5- akşam yemekleriniz kahvaltı tadında yemekler ise.
6- anne tabiri ile ev ''bok götürüyor, her yer her yerde'' ise.
7- geceleri sürekli ''anneme uzun ömür ver, o hep yanımda olsun beni ondan önce al'' yalvarışları tekrarlıyor ise.
8- uzun tatiller dört gözle bekleniyorsa, anneciğiniz yanınızda değildir.
her sabah kendi başına uyanmak zorunda kalınca, bursada bulgur pilavı adı altında yapılan şeyi her yemek zorunda kalındığında, alışverişe çıkınca, sabah uyanıp hazırlanıp ot gibi dışarı çıkınca(çünkü güle güle diyeniniz bile olmaz), gece yarısı bilgisayarda takılırken, can sıkılınca, mutlu bir anda her zaman akla gelir. ben annemle eğlenirim, ona şaka yaparım, tatlı tatlı kızdırırım onu. birlikte tonlarca ütü yaparız, sinirlerimi o yatıştırır benim. diğer insanlara ne gerek var ki?

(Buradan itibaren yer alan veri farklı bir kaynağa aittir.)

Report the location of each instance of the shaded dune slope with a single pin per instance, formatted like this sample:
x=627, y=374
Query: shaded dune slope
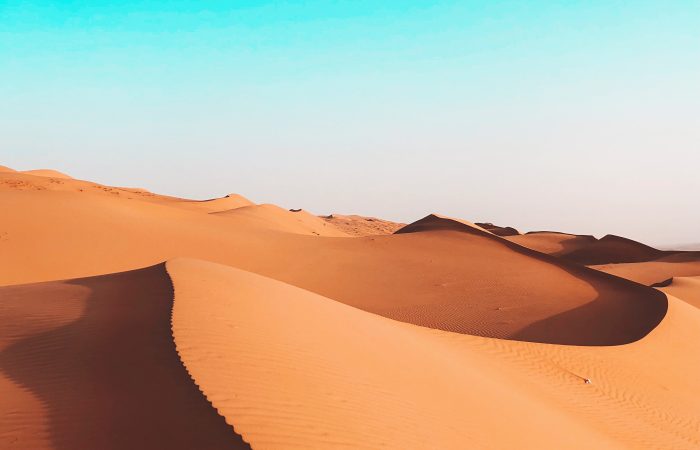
x=292, y=369
x=497, y=230
x=621, y=311
x=468, y=282
x=684, y=288
x=437, y=222
x=229, y=202
x=91, y=364
x=680, y=264
x=611, y=249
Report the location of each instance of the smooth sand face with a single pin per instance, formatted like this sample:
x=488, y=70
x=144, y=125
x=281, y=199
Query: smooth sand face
x=91, y=363
x=301, y=336
x=273, y=358
x=434, y=278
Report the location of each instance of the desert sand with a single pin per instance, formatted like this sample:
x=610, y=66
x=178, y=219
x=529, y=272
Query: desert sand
x=130, y=319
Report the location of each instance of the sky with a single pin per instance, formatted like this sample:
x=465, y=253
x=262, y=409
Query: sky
x=578, y=116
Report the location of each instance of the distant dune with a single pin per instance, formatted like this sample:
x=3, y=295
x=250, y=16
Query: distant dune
x=499, y=231
x=354, y=225
x=129, y=319
x=48, y=173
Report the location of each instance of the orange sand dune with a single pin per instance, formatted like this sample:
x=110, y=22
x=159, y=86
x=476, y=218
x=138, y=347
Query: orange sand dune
x=230, y=202
x=91, y=364
x=651, y=272
x=612, y=249
x=47, y=173
x=469, y=282
x=291, y=369
x=436, y=222
x=286, y=335
x=354, y=225
x=498, y=231
x=551, y=242
x=685, y=288
x=275, y=218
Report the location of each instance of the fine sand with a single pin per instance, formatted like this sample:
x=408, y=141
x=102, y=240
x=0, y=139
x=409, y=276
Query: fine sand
x=129, y=319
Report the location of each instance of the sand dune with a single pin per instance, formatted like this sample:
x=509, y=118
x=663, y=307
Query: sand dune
x=276, y=218
x=90, y=363
x=685, y=288
x=284, y=329
x=498, y=231
x=273, y=359
x=552, y=243
x=650, y=272
x=230, y=202
x=445, y=282
x=48, y=173
x=612, y=249
x=435, y=222
x=354, y=225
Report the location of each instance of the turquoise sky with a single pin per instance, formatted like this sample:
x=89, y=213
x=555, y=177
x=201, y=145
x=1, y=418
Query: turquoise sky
x=581, y=116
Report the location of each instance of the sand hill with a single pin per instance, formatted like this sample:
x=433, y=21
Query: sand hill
x=134, y=320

"anne erkekler neden boyle?" Diye sormak istediginde, dertlesmek istediginde, yada sadece hic birsey demeden sadece sarilmak istediginde. Bunlari bi kez dahi olsa paylasmayi isterdim onunla, kismet, yada talihsizlik.
annem ya da ben başka bir evde, birbirimizden bir şekilde ayrıyken sabah anne diye seslenince ses gelmemesi.
ki adetimdir, her sabah mutlaka anne diye seslenirim yataktan. eğer ses gelmezse korkarım, gelirse odama gelsin diye sesimi çıkarmam.
canımız, kanımız, birtanemiz annemizin yokluğunun hissedildiği zamanlardır.
özellikle de öğrenciyseniz ve gece evde yalnız başınıza kaldığınızda ilk akla gelendir.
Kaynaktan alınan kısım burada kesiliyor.